Conclusion: Palpitations, smoking, family history, higher LDL levels, and total cholesterol levels were more prevalent in adults younger than 45 years old with ACS. Impaired renal function, hypertension, and diabetes were more in older patients with ACS.

Keywords: acute coronary syndrome, young adults, clinical features, in-hospital outcome

Introduction

Cardiovascular disease, which includes coronary heart disease and stroke, is the leading cause of death and disease burden globally.1 Acute coronary syndrome (ACS) is characterized by acute local reduction in blood flow to the myocardium, also known as ischemia.2 Ischemic heart disease may present with a variety of symptoms, eg, a symptom complex called acute coronary syndrome (ACS), which may lead to a diagnosis of one of unstable angina (UA), non-ST-segment elevation myocardial infarction (NSTEMI), or ST-segment elevation myocardial infarction (STEMI). The former is a clinical diagnosis, whereas the latter two are diagnosed from the abnormalities seen on the EKG, possibly complemented by serum enzyme assays, eg, of troponin C.3

Atherosclerosis is a chronic inflammatory process of the arterial wall, and although it starts early in life, it takes years to be of serious pathological severity, so that young people do not present with ACS very often.4,5 However, in recent years, coronary artery disease (CAD) has been affecting younger patients, which raises concern due to the accompanying results of premature morbidity and mortality.5 Patients less than 45 years of age represent 6–10% of cardiac infarctions in the United States.5–7 Smoking was found to be the prevailing risk factor and was frequently found along with coronary events in young patients.8,9 ACS presents with similar clinical features irrespective of age 9 The main presenting symptom is chest pain in both the young as well as in the elderly.10 It is also important to note that the severity and presentation of the diseases caused by atherosclerosis seem to differ between men and women in their different stages of life.11 For example, men are more likely to develop advanced coronary artery disease (CAD) compared to pre-menopausal women.12 However, post-menopausal women are more affected by an adverse prognosis than their male counterparts.12

Publications on ACS from Saudi Arabia are limited and there is a definite paucity of new information about the increasing prevalence among young patients less than 45 years of age.13 We hypothesized that the clinical severity and outcomes of ACS patients are different for young people compared to older patients, owing to their different lifestyles and cultural differences. The aim of this present study was to explore the demographic characteristics, cardiovascular risk factors, short-term outcomes and complications in young adults below the age of 45 years compared to older adults who were admitted with a diagnosis of ACS at the King Fahd University Hospital between 2015 and 2020, in order to update the expertise on this major health problem. This study complements the scarce existing data on the acute coronary syndrome in youth and adults and is considered helpful for resource planning and short-term management optimization.

Materials and Methods

Setting

The study was conducted at King Fahad Hospital of the University (KFHU), a tertiary care university teaching hospital with 600 beds in the Eastern Province of Saudi Arabia. It is a retrospective study that was conducted using medical records of all ACS patients admitted between 2015 and 2020. Demographic data, presenting symptoms, risk factors, and clinical outcomes were obtained. The local institutional research body approved this study.

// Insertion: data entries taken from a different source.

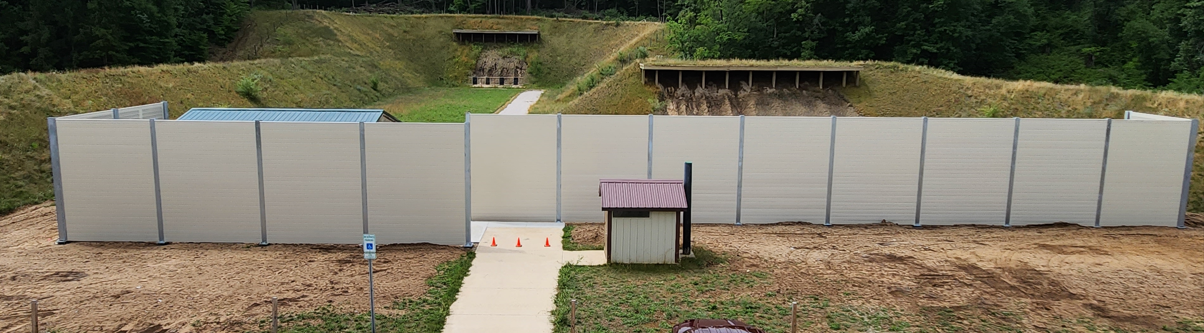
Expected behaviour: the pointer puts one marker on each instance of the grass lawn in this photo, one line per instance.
(446, 105)
(426, 314)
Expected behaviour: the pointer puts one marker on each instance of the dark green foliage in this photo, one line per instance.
(47, 35)
(1146, 43)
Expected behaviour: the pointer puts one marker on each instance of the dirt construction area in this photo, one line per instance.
(1051, 278)
(188, 287)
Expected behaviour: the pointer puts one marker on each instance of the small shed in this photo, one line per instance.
(643, 219)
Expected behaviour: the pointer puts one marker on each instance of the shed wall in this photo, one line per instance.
(208, 178)
(514, 167)
(644, 239)
(107, 180)
(1145, 165)
(312, 183)
(712, 143)
(1057, 171)
(415, 183)
(597, 147)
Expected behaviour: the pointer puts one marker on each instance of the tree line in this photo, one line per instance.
(43, 35)
(1131, 43)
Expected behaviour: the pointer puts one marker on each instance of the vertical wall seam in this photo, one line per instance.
(919, 190)
(1011, 174)
(1192, 140)
(467, 179)
(827, 207)
(739, 176)
(1103, 171)
(263, 203)
(559, 159)
(364, 178)
(158, 192)
(57, 176)
(649, 147)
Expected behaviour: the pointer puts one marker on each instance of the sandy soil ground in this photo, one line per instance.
(188, 287)
(1132, 278)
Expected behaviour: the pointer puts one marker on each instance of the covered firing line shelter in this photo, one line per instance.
(756, 76)
(496, 36)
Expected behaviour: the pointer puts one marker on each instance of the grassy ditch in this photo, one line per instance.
(654, 297)
(447, 105)
(423, 314)
(567, 244)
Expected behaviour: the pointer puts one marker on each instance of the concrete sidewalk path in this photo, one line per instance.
(523, 103)
(511, 289)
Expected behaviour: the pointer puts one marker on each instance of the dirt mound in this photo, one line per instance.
(496, 63)
(713, 100)
(188, 287)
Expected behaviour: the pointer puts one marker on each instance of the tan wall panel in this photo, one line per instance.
(1145, 173)
(875, 172)
(312, 182)
(107, 180)
(1057, 171)
(415, 183)
(597, 147)
(785, 168)
(966, 171)
(644, 241)
(514, 167)
(208, 178)
(712, 143)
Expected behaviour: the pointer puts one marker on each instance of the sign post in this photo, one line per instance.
(370, 254)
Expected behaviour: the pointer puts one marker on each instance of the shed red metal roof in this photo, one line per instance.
(642, 194)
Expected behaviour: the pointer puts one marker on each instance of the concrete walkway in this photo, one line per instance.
(523, 103)
(511, 289)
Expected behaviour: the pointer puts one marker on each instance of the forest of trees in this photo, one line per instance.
(1131, 43)
(42, 35)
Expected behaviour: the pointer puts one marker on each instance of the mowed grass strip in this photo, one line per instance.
(447, 105)
(425, 314)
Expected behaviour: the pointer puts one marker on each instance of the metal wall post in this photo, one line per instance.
(1187, 171)
(467, 180)
(559, 158)
(57, 176)
(158, 194)
(649, 147)
(919, 190)
(263, 203)
(827, 207)
(1103, 172)
(364, 179)
(739, 174)
(1011, 174)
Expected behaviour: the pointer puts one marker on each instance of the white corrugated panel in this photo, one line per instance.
(107, 180)
(877, 168)
(644, 239)
(1145, 172)
(598, 147)
(712, 143)
(785, 168)
(415, 183)
(208, 177)
(514, 167)
(1057, 171)
(312, 182)
(966, 171)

Study Design and Study Population

A descriptive retrospective study was conducted with the sample size determined by the number of patients in King Fahd Hospital of the University in Al-Khobar city, and this was a total of 652 patients. All methods were performed in accordance with STROBE guidelines and regulations of cohort studies.

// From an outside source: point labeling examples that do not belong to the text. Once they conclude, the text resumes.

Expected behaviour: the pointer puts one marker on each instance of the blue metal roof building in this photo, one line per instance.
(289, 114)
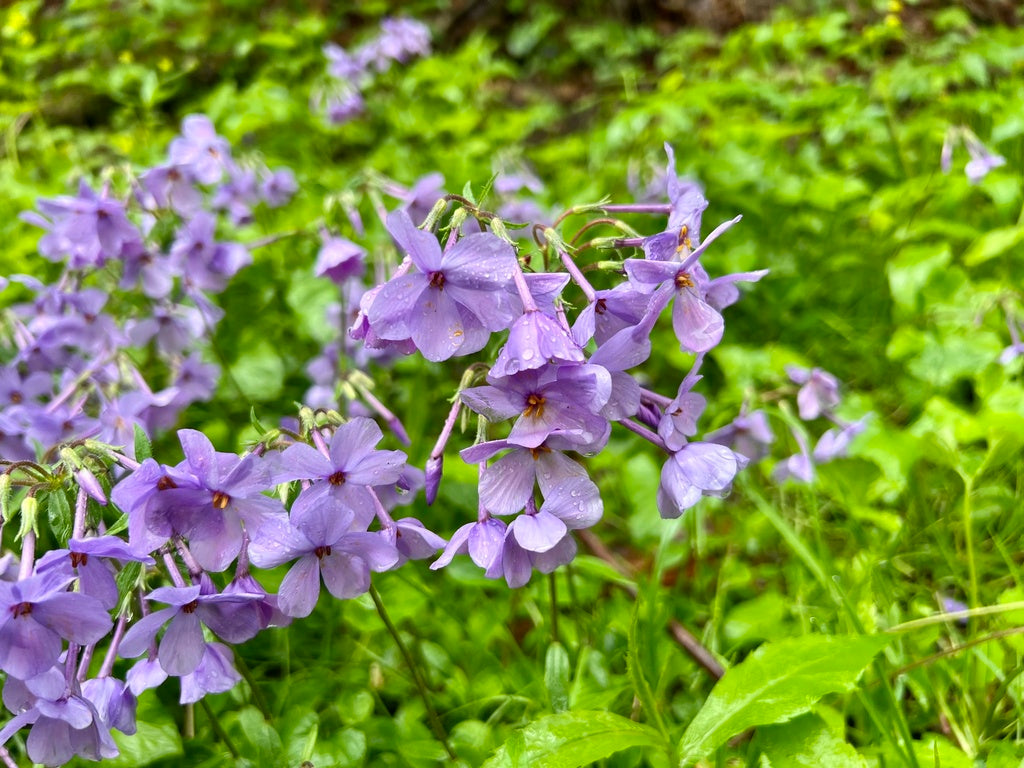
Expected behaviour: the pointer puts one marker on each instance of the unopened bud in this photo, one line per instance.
(90, 484)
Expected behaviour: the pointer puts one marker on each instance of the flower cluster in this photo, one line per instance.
(351, 72)
(561, 381)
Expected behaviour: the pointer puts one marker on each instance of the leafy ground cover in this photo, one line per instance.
(869, 616)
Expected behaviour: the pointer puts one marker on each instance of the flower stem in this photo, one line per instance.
(421, 684)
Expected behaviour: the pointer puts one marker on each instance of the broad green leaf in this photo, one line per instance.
(991, 244)
(808, 742)
(776, 683)
(571, 739)
(556, 676)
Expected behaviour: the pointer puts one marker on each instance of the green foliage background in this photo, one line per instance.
(823, 130)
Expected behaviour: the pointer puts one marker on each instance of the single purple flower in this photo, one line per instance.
(818, 392)
(36, 613)
(695, 470)
(201, 150)
(451, 301)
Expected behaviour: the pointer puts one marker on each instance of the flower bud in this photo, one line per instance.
(433, 476)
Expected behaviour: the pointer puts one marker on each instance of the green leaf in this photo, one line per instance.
(143, 449)
(991, 244)
(776, 683)
(571, 739)
(556, 676)
(58, 513)
(807, 741)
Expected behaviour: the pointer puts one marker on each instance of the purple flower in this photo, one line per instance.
(340, 259)
(535, 340)
(748, 434)
(36, 613)
(83, 558)
(64, 723)
(201, 150)
(563, 398)
(181, 647)
(818, 393)
(329, 544)
(695, 470)
(482, 541)
(351, 466)
(450, 302)
(214, 674)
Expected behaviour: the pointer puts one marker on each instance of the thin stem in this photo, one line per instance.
(421, 684)
(553, 591)
(218, 729)
(258, 698)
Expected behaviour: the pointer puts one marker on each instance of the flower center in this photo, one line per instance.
(683, 280)
(535, 406)
(684, 241)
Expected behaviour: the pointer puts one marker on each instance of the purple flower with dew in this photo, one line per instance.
(214, 674)
(84, 558)
(36, 613)
(86, 229)
(748, 434)
(536, 339)
(230, 494)
(482, 541)
(836, 441)
(329, 543)
(182, 646)
(145, 675)
(562, 398)
(571, 505)
(170, 186)
(688, 203)
(114, 701)
(508, 484)
(696, 469)
(350, 467)
(818, 392)
(516, 564)
(611, 310)
(681, 415)
(446, 303)
(800, 466)
(279, 187)
(200, 150)
(340, 259)
(64, 723)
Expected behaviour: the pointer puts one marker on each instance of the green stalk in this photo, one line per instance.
(421, 684)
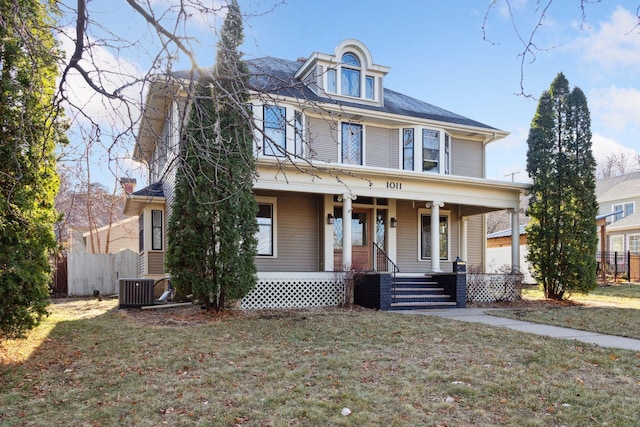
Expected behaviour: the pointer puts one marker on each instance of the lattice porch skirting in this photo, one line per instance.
(490, 287)
(295, 290)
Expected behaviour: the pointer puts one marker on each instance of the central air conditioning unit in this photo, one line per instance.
(135, 292)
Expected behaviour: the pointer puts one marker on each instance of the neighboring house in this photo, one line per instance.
(367, 164)
(499, 253)
(618, 200)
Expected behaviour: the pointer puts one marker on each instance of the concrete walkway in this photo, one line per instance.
(479, 315)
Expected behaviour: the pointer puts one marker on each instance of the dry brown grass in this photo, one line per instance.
(611, 310)
(302, 367)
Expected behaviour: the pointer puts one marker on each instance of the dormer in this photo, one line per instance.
(349, 74)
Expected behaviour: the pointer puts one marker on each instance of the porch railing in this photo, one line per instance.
(380, 256)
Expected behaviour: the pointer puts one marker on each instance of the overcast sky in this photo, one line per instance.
(437, 53)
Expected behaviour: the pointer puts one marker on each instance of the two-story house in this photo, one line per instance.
(371, 175)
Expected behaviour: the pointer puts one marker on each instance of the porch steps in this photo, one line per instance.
(417, 292)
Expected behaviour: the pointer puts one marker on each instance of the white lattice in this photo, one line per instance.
(295, 290)
(493, 287)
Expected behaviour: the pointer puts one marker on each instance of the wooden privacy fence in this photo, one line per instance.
(88, 272)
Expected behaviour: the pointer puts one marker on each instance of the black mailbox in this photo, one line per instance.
(459, 266)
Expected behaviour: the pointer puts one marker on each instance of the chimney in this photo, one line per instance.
(129, 184)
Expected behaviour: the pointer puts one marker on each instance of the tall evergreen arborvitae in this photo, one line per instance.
(29, 133)
(212, 243)
(562, 234)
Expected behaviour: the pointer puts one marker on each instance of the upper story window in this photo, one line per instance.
(275, 126)
(351, 79)
(350, 74)
(430, 150)
(407, 149)
(352, 144)
(425, 150)
(622, 210)
(298, 134)
(370, 87)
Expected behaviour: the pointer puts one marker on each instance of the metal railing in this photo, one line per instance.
(380, 254)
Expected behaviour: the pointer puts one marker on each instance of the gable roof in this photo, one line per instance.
(277, 76)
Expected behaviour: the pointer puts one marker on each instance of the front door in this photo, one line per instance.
(361, 239)
(361, 246)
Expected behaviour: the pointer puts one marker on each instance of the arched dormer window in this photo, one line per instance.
(350, 75)
(349, 72)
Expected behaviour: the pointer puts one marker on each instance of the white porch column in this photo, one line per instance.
(435, 235)
(347, 258)
(515, 240)
(463, 238)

Inclusion and Exclusion Criteria

We recruited all patients who were diagnosed with ACS based on the international classification of diseases version 10 ICD-10, including younger adult patients (from 18 to 45 years old) and older patients (above 45-year-old). We excluded patients labeled DNR (do not resuscitate), and incomplete patient files (48 patients).

Statistical Analysis

All categorical variables were represented by frequency as percentages, and were analyzed using chi-squared and Fisher’s exact tests. Continuous variables were represented by median with range because the data did not follow the normal distribution. The Mann–Whitney U-test was used for the comparison between the two groups. All analyses were performed using SPSS (21 version). A P value of less than 0.05 was considered significant by Kruskal–Wallis test.

Ethical Approval

This study was performed in accordance with the Helsinki Declaration of 1975 (revised in 1983) and the Imam Abdulrahman Bin Faisal University Institutional Review Board considered the descriptive and retrospective nature of this study and granted approval for the study to be conducted at KFHU (IRB-UGS-2016-01-075). Anonymized data were collected, analyzed, and reported only in aggregate form, and no identifiable participant information (image, face, name, etc.) was revealed in the study.

Results

A total of 652 patients were enrolled in this study without significant difference in gender distribution (M:F, 1:1) (Figure 1). Of these, 109 (16.7%) patients were less than 45 years of age. The mean age was 38 ± 7 vs 60 ± 11 years in the young and old groups, respectively (P < 0.001). Table 1 shows that younger patients had a higher frequency of palpitations (23.9% vs 13.6%; P = 0.019). Older patients had higher frequencies of hypertension, eg, a systolic blood pressure reading of >140 mmHg (68.7% vs 37.6%; P < 0.001), diabetes (61.1% vs 37.6%, P < 0.001), and history of CAD (52.3% vs 30.3%; P < 0.001), but less frequent history of smoking, and positive family history, which were higher among younger patients (42.2% vs 27.3%, P < 0.001, 22.9% vs 9.4%; P < 0.001) (Table 2).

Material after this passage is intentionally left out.